As researchers often are keenly interested in these adornments, they have devised several alternative fragmentation methods to deal with this problem, including electron capture dissociation (ECD), electron transfer dissociation (ETD), ultraviolet photodissociation (UVPD), and high-energy collisional dissociation (HCD). Each has its strengths and weaknesses -- some only work on multiply charged protein ions, for instance, or require special hardware.

And now we have fs-LID, designed, the authors write, "to overcome these limitations." Here's how it works: instead of fragmenting ions with collisions or intermolecular reactions, fs-LID uses short (less than 35 femtosecond) laser pulses to break apart the protein backbone.

The authors tested the process on a variety of singly and multiply charged protein ions, with and without protein modifications. According to a news brief in Chemical and Engineering News [87(3), Jan. 19, 2009], "fs-LID provided equivalent or better sequence ion coverage, including the less-common c-, x-, and z-type product ions, compared with collision-induced dissociation."

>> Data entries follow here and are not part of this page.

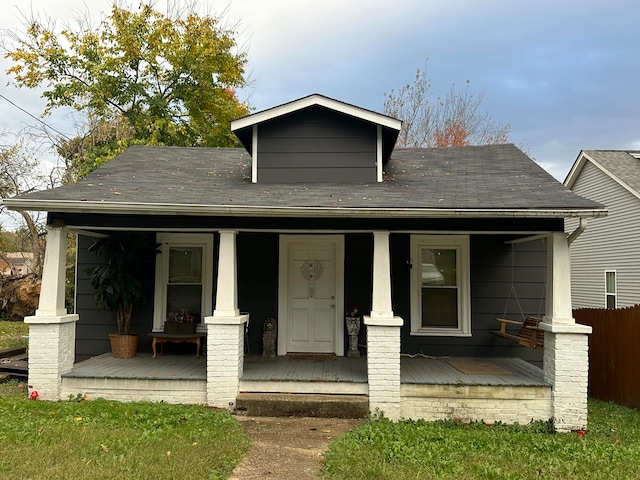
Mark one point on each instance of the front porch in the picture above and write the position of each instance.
(492, 389)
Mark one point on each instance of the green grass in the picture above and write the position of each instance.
(12, 334)
(381, 450)
(104, 440)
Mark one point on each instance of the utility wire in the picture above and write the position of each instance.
(34, 117)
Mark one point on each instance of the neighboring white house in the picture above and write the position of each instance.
(605, 262)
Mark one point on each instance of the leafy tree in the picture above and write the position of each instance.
(455, 120)
(143, 77)
(19, 173)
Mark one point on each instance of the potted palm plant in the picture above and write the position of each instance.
(119, 283)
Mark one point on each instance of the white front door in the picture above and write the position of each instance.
(312, 300)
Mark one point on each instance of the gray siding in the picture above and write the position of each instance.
(316, 145)
(610, 243)
(491, 274)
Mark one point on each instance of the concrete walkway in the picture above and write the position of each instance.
(288, 448)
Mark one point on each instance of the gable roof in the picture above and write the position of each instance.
(623, 166)
(475, 181)
(243, 127)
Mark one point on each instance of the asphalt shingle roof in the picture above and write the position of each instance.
(621, 164)
(499, 177)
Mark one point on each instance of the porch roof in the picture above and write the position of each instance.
(474, 181)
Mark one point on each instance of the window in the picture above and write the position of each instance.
(184, 277)
(440, 303)
(610, 289)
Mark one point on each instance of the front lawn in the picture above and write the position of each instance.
(103, 439)
(380, 449)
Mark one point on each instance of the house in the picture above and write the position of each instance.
(316, 214)
(604, 260)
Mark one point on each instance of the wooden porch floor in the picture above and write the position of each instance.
(420, 371)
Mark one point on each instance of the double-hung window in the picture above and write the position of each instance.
(184, 277)
(611, 289)
(440, 303)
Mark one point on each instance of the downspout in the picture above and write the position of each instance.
(578, 231)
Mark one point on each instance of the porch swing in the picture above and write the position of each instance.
(529, 335)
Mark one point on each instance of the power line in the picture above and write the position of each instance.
(34, 117)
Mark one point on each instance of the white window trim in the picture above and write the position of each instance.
(461, 243)
(167, 240)
(614, 294)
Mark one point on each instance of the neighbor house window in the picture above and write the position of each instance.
(440, 303)
(184, 277)
(611, 289)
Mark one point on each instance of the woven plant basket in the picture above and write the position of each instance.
(123, 346)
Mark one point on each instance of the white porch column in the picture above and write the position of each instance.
(225, 331)
(52, 332)
(566, 349)
(383, 336)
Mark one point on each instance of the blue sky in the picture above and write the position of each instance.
(564, 74)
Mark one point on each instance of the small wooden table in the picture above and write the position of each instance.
(161, 337)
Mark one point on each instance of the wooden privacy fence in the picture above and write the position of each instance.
(614, 353)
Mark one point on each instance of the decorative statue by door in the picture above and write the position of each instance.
(269, 334)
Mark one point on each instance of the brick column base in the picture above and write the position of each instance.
(225, 359)
(383, 365)
(52, 347)
(566, 368)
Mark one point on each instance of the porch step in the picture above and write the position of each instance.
(303, 405)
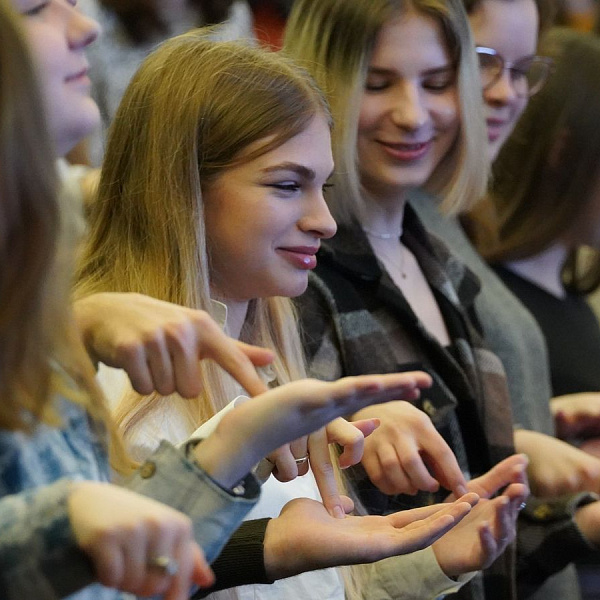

Why should we care? Well, as the study authors conclude:

Although further optimization of the fs-LID technique, and statistical evaluation of the fs-LID fragmentation behavior compared to that observed by CID or ECD/ETD, will require the acquisition of data from a significantly larger number of peptides, the initial results outlined above suggest that fs-LID is a viable alternate ion activation strategy for peptide sequence and modification analysis, with great promise for improving the capabilities of tandem mass spectrometry methods for comprehensive proteome analysis, particularly for the sequence analysis and characterization of singly protonated peptides (i.e., those formed by MALDI), where alternate dissociation methodologies to CID are currently lacking.

In other words, should fs-LID prove its mettle in further studies, it could overcome a key limitation of what is perhaps the single most prevalent ionization source used in biological mass spectrometry today, the MALDI (matrix-assisted laser desorption ionization) mass analyzer.